You are not required to include details of references, however you should make note at the bottom of your CV that references are available upon request. You should have at least two referees on standby should they need to be contacted.
If you are successful in securing an interview, these following tips might help you in preparing for the interview. From experience, the more you prepare for interviews, the better they go.
Practice good nonverbal communication
It’s about demonstrating confidence: standing straight, making eye contact and connecting with a firm handshake. That first nonverbal impression can be a great beginning—or quick ending—to your interview.
Dress for the job or company
Today’s casual dress codes do not give you permission to dress as “they” do when you interview. It is important to know what to wear to an interview and to be well-groomed. Whether you wear a suit or something less formal depends on the company culture and the position you are seeking. If possible, call to find out about the company dress code before the interview. If in doubt – always go suited and booted.
From the very beginning of the interview, your interviewer is giving you information, either directly or indirectly. If you are not hearing it, you are missing a major opportunity. Good communication skills include listening and letting the person know you heard what was said. Observe your interviewer, and match that style and pace.
Don't talk too much
Telling the interviewer more than he needs to know could be a fatal mistake. When you have not prepared ahead of time, you may ramble when answering interview questions, sometimes talking yourself right out of the job. Prepare for the interview by reading through the job posting, matching your skills with the position’s requirements and relating only that information.
Don't be too familiar
The interview is a professional meeting to talk business. This is not about making a new friend. Your level of familiarity should mimic the interviewer’s demeanour. It is important to bring energy and enthusiasm to the interview and to ask questions, but do not overstep your place as a candidate looking for a job.
Use appropriate language
It’s a given that you should use professional language during the interview. Be aware of any inappropriate slang words or references to age, race, religion, politics, or sexual orientation—these topics could send you out the door very quickly.
Don't be cocky
Attitude plays a key role in your interview success. There is a fine balance between confidence, professionalism, and modesty. Even if you’re putting on a performance to demonstrate your ability, overconfidence is as bad, if not worse, as being too reserved.
Take care to answer the questions
When interviewers ask for an example of a time when you did something, they are asking behavioural interview questions, which are designed to elicit a sample of your past behaviour. If you fail to relate a specific example, you not only don’t answer the question, but you also miss an opportunity to prove your ability and talk about your skills.

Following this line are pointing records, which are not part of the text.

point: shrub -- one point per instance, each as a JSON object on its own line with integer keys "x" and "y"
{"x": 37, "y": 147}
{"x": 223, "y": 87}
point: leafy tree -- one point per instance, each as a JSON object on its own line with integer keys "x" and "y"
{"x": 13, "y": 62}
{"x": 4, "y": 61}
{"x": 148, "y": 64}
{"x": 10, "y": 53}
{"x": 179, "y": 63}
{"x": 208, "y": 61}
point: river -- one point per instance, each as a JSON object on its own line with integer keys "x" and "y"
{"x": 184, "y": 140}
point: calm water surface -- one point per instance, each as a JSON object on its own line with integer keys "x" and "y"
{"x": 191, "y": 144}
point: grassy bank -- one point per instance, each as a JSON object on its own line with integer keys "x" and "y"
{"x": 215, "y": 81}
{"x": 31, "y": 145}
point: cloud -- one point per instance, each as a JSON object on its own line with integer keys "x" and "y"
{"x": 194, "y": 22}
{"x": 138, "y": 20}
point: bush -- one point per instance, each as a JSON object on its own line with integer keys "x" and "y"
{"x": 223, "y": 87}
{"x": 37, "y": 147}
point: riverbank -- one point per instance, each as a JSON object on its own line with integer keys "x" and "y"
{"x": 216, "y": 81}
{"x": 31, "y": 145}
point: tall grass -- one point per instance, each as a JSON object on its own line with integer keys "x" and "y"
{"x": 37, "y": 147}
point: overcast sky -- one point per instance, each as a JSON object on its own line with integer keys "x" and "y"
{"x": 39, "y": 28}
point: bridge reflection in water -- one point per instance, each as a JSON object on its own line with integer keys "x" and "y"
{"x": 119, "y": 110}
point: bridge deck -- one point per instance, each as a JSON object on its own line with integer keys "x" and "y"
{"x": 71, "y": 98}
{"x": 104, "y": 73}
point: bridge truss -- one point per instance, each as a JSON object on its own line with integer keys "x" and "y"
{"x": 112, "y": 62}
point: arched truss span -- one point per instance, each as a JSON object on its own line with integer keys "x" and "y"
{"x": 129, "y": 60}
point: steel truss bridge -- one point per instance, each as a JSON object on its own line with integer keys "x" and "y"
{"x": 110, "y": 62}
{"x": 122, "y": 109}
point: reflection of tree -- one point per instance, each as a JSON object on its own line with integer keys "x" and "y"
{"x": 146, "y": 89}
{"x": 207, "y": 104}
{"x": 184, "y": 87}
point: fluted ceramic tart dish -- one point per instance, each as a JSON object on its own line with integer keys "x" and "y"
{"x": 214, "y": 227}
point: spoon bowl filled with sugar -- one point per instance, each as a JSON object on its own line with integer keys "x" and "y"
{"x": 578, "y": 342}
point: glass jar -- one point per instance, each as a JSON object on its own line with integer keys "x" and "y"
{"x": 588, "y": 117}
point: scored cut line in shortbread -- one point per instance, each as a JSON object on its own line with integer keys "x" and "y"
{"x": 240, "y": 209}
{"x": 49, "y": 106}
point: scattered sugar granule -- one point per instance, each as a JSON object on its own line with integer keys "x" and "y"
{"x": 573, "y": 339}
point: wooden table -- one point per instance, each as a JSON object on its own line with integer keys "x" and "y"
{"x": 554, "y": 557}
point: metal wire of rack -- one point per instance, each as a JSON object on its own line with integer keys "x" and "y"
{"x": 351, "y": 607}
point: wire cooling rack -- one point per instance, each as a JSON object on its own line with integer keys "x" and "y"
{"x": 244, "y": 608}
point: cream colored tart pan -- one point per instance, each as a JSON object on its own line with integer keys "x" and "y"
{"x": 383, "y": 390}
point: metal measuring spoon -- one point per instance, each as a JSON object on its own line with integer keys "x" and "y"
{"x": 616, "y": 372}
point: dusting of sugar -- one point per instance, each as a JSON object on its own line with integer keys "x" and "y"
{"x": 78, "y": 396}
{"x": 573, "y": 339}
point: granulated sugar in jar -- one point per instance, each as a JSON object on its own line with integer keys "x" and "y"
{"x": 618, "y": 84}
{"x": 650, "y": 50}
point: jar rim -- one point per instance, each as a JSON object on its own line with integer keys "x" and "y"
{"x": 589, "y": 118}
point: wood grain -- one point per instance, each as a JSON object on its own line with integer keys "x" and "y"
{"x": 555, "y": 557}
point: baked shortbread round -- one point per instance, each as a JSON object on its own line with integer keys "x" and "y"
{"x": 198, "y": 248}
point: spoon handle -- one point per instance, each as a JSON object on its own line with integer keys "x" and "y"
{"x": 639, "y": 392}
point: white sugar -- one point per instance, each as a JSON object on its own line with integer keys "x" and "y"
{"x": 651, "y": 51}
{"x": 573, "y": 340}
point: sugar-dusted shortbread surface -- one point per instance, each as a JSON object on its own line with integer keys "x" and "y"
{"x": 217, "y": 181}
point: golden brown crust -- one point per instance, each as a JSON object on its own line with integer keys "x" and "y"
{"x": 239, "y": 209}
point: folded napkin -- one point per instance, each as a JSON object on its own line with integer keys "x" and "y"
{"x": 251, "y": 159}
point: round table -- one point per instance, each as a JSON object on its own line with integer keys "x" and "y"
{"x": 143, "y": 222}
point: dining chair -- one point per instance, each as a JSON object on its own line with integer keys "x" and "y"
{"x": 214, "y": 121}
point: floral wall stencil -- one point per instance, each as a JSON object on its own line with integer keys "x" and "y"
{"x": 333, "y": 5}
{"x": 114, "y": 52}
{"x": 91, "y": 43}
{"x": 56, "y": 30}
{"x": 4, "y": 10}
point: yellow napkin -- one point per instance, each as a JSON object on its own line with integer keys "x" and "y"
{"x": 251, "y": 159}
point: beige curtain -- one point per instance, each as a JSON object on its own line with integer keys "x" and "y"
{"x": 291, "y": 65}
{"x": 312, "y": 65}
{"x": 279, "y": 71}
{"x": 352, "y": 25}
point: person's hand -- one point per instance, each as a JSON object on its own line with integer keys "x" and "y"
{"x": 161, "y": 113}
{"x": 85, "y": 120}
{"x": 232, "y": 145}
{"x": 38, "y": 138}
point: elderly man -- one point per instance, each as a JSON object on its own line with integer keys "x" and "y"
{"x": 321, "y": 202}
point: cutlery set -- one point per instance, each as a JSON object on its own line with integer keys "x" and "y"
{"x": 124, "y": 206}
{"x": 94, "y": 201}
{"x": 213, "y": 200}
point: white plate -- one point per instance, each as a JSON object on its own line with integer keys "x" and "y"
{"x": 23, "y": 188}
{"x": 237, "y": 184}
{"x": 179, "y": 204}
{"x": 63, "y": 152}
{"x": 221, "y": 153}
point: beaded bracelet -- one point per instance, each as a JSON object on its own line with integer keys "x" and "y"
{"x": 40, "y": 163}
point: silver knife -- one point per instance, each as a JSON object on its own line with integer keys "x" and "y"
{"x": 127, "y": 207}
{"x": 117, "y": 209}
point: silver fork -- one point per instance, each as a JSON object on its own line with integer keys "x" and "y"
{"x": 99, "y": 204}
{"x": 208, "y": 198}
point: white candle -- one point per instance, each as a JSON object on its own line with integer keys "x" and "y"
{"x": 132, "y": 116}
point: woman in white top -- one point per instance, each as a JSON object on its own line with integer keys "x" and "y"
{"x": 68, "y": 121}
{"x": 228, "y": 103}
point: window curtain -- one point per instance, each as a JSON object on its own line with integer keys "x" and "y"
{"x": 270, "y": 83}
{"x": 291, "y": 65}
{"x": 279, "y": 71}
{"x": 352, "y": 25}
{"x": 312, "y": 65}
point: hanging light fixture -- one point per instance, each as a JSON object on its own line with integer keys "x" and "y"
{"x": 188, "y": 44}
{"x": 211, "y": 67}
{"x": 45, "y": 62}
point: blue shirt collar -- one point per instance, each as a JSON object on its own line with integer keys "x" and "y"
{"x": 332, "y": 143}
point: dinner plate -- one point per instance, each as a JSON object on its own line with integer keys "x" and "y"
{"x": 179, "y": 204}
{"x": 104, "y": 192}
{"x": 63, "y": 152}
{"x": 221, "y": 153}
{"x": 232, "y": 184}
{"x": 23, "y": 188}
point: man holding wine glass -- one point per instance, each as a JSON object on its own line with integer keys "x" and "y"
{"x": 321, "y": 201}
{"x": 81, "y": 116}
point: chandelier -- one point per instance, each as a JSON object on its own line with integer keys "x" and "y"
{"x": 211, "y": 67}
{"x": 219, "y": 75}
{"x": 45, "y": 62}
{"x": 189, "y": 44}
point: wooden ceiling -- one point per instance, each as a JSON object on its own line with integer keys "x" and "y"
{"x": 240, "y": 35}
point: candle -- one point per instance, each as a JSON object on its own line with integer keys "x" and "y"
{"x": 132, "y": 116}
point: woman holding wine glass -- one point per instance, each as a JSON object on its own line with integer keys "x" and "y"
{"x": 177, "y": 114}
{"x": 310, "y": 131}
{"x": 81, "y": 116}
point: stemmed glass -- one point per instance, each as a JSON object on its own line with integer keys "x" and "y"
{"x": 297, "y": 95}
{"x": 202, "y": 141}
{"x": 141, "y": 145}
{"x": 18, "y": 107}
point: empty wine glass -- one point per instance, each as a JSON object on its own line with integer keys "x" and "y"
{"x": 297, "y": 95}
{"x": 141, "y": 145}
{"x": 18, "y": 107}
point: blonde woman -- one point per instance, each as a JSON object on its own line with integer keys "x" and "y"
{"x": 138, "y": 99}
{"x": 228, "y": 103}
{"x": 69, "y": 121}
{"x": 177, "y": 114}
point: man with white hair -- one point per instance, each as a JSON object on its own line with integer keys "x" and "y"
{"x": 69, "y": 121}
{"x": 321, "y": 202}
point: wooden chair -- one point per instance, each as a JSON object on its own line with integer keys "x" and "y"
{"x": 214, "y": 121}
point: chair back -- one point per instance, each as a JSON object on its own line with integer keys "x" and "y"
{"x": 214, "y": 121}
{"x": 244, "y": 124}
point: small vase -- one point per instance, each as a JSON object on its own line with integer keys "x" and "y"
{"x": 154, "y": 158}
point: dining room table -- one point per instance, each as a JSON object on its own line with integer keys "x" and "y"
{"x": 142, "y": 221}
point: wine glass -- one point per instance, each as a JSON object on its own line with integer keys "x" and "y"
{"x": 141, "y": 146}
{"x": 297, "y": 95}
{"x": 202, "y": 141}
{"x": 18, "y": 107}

When asked if they have any questions, most candidates answer, “No.” Wrong answer. Part of knowing how to interview is being ready to ask questions that demonstrate an interest in what goes on in the company. Asking questions also gives you the opportunity to find out if this is the right place for you. The best questions come from listening to what you’re asked during the interview and asking for additional information.
Don't appear desperate
When you interview with the “please, please hire me” approach, you appear desperate and less confident. Reflect the three Cs during the interview: cool, calm, and confident.
Bonus tip: Work on your answers
You know you can do the job; make sure the interviewer believes you can, too. One way to do this is by preparing well-thought-out answers to questions they’re most likely to ask.